The chapel got a boost in recognition when much-loved local musician Rainer Ptácek recorded his stunning instrumental album Nocturnes within its walls. It was also on this site that Rainer's family offered a beautifully moving memorial service when he passed away last year, adding one more legend to the chapel's staid walls.
The old El Fuerte Cemetery at Fort Lowell and Laurel served the local community. The graves there, from modern carved stones to simple concrete and wooden crosses, date from the early 1920s and attest to the simple lives and modest means of the residents. The cemetery is still active, the most recent addition coming in 1997 as one of the remaining ancianos of El Fuerte Neighborhood chose to be buried there. Gentrification began after WWII, and the Old El Fuerte neighborhood receded. It was designated an Historic District in 1979, and is a reminder of our hard-scrabble agrarian past, and our close ties to Mexico.
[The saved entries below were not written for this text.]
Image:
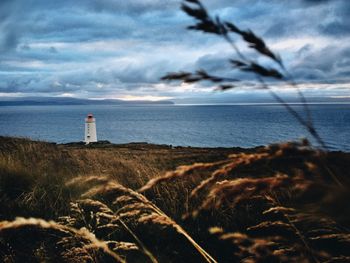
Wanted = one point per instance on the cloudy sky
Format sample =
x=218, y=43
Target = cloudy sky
x=120, y=49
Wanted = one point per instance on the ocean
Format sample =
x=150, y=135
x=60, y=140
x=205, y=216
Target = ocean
x=178, y=125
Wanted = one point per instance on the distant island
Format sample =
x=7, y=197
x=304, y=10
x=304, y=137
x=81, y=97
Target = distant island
x=29, y=101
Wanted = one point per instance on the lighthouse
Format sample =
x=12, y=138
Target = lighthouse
x=90, y=129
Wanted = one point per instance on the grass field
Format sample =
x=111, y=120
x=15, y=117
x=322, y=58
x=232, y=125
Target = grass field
x=156, y=203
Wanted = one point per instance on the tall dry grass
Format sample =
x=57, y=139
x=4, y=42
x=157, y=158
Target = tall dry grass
x=271, y=204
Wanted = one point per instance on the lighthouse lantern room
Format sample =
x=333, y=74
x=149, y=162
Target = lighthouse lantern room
x=90, y=129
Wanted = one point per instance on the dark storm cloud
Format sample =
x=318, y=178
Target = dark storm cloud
x=109, y=48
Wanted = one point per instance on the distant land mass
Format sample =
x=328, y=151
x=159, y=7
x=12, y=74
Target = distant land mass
x=28, y=101
x=224, y=100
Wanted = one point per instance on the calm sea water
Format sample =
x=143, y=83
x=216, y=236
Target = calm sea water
x=213, y=126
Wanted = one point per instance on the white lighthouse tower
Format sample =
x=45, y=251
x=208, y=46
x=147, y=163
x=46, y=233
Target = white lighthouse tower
x=90, y=129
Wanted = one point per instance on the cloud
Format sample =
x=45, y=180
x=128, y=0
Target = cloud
x=107, y=48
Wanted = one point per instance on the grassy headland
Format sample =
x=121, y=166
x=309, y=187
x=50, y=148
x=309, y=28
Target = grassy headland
x=157, y=203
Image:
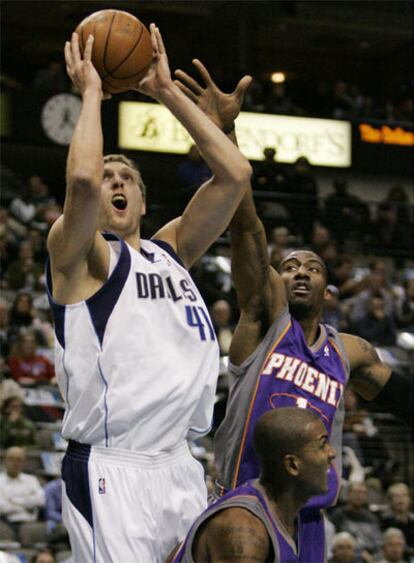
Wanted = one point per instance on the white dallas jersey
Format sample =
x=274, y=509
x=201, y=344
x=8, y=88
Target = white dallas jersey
x=137, y=363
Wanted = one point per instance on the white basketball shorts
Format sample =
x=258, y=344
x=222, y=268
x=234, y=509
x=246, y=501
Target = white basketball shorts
x=129, y=507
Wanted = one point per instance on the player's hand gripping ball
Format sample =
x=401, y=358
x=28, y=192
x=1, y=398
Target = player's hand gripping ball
x=122, y=48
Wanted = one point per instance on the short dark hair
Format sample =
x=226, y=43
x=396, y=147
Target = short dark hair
x=280, y=432
x=131, y=164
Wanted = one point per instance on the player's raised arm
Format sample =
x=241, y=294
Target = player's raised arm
x=260, y=291
x=375, y=381
x=233, y=535
x=73, y=235
x=210, y=210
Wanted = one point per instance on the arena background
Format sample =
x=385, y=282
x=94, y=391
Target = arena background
x=347, y=61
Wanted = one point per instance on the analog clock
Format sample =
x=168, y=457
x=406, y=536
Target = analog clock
x=59, y=116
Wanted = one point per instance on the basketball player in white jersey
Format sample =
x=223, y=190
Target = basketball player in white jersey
x=136, y=355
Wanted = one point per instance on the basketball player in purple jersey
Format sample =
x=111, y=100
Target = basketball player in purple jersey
x=264, y=519
x=281, y=354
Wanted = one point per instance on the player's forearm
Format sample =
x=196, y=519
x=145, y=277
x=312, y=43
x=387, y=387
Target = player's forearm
x=221, y=155
x=85, y=159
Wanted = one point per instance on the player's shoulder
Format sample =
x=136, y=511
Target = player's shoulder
x=238, y=528
x=358, y=350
CLUE IN: No place captures the essence of the real Old Pueblo as perfectly as the modest El Tiradito shrine, right next to El Minuto Café downtown. The local folklore has it that back in the late 1800s, a philandering railroad worker was caught by a cuckolded husband and was chopped to pieces for his indiscretion. To add insult to injury, the husband then scattered those pieces along the Southern Pacific tracks leading to Mexico, so that the poor pleasure-seeker's ghost could never rest. Thus the name El Tiradito, "the little castaway," and thus the only shrine devoted to a sinner in the entire Southwest. Light a candle there on a windswept night, and you might just catch a glimpse of that unlucky fellow--or at least a piece or two of him.